A recombinant Salmonella vaccine vector was constructed
A prokaryotic expression cassette was developed in which the gfp gene was fused in-frame with an E coli β-galactosidase α-fragment sequence (N-terminus) (Figure 1). The gfp gene was amplified and cloned into pGEM-Teasy plasmid vector. The β-galactosidase α-fragment with DNA sequence (5'-ATG ACC ATG ATT ACG CCA AGC TAT TTA GGT GAC ACT ATA GAA TAC TCA AGC TAT GCA TCC AAC GCG TTG GGA GCT CTC CCA TAT GGT CGA CCT GCA GGC GGC CGC GAA TTC ACT AGT GAT-3') had 24 amino acids (MTMITPSYLG DTIEYSSYAS NALGALPYGR PAGGREFTSD) and the peptide was 4.2 kDa in size. A small linker (L) sequence with 15 codons (5-TAT GGC GCC AAA GAC TCC GGC TCC GCC GGT TCC GCC GGC TCA GCT-3) was incorporated between the β-galactosidase α-fragment and gfp. The linker peptide had 15 amino acids (YGAKDSGSAG SAGSA) and a molecular weight of 1.266 kDa. The gfp gene had 237 amino acids (SKGEELFTGV VPILVELDGD VNGHKFSVSG EGEGDATYGK LTLKFICTTG KLPVPWPTLV TTFSYGVQCF SRYPDHMKRH DFFKSAMPEG YVQERTISFK DDGNYKTRAE VKFEGDTLVN RIELKGIDFK EDGNILGHKL EYNYNSHNVY ITADKQKNGI KANFKIRHNI EDGSVQLADH YQQNTPIGDG PVLLPDNHYL STQSALSKDP NEKRDHMVLL EFVTAAGITH GMDELYK) and a molecular weight of 26.6 kDa. The GFP contains a Balb/C mouse CD8+ T cell epitope, HYLSTQSAL. The whole β-galactosidase-GFP fusion protein was 32.1 kDa. A preferred translation stop codon (TAA G) which was incorporated in the PCR primer, GR, was found at the end of the gfp gene. There was also an extra stop codon, TAA T, one codon downstream the end of the gfp gene.

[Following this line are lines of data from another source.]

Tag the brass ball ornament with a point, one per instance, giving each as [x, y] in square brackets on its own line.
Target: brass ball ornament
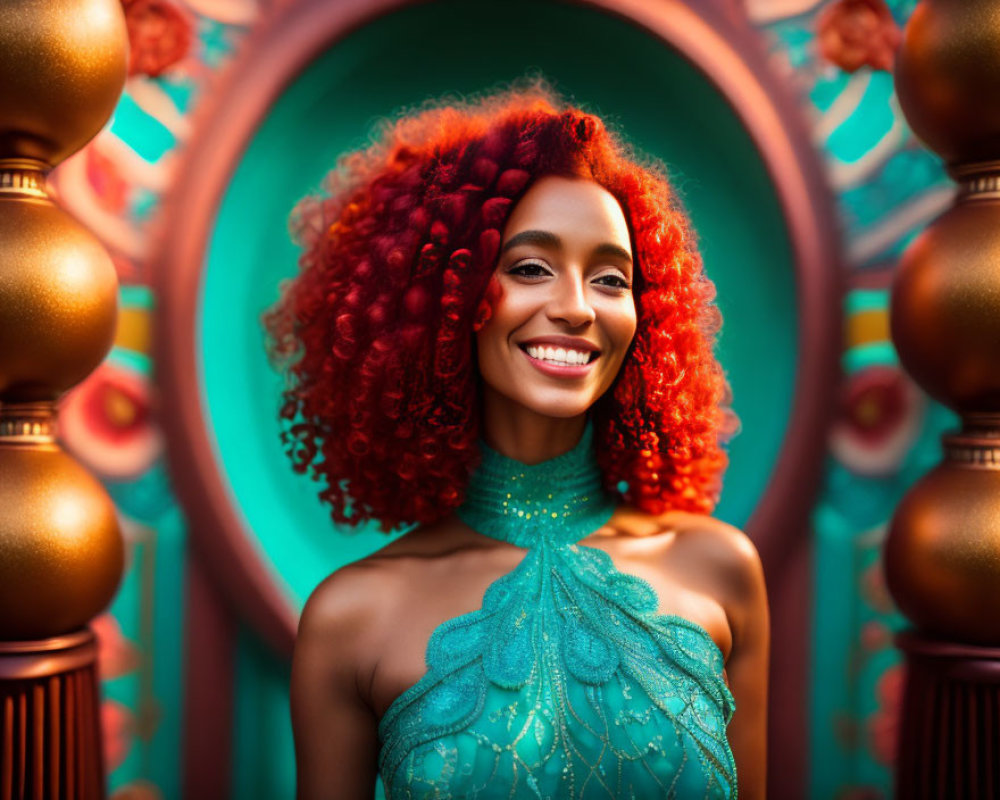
[61, 552]
[943, 551]
[63, 65]
[943, 309]
[58, 300]
[948, 75]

Very high level constitutive expression of GFP antigen by the recombinant Salmonella enterica serovar Typhimurium, AroC+GFP, was demonstrated (Figure 2). Colonies and cultures of the bacterial vaccine, AroC+GFP, fluoresced brightly green under UV light. SDS-PAGE analysis showed that GFP antigen was the most highly expressed antigen by the Salmonella vaccine vector (Figure 2A). The GFP protein band was visible on the Coomassie-stained gel. Western blotting further confirmed that GFP antigen was expressed at very high levels by the vaccine vector (Figure 2B). There was no expression of GFP by the negative control vaccine, AroC+pGEM.
Oral vaccination induces IFN-γ and IL-4 cytokine producing CD8+ splenocytes
The induction of GFP-specific CD8+ T cells in the spleen was evaluated on Day 84 after oral vaccination of mice with a dose of 10e8 colony-forming units either with AroC+GFP or the control (AroC+GEM) on Days 0, 28 and 56. Both IFN-γ and IL-4 producing GFP-specific CD8+ T cells were evaluated after sacrifice of mice. A high magnitude of GFP-specific CD8+ T cells was detected when the GFP peptide was included in the IFN-γ and IL-4 ELISPOT assays (Tables 1 and 2). The number of cells secreting IFN-γ after stimulation with a GFP CD8 peptide were significantly higher in AroC+GFP than in the negative control vaccine, AroC+pGEM (p < 0.05) (Table 1). There was no significant difference in response between the two groups when the cells were stimulated with media or full-length GFP (p > 0.05). Response to the LPS stimulation differed between the two groups (p < 0.05). Analysis of the responses within the AroC+GFP group showed that the number of cells producing IFN-γ were significantly higher when stimulated with GFP CD8 peptide than when not stimulated (p < 0.05) (Table 1). In the negative vaccine group, AroC+pGEM, there was no difference in response in GFP peptide-stimulated cells and unstimulated cells (p > 0.05) (Table 1).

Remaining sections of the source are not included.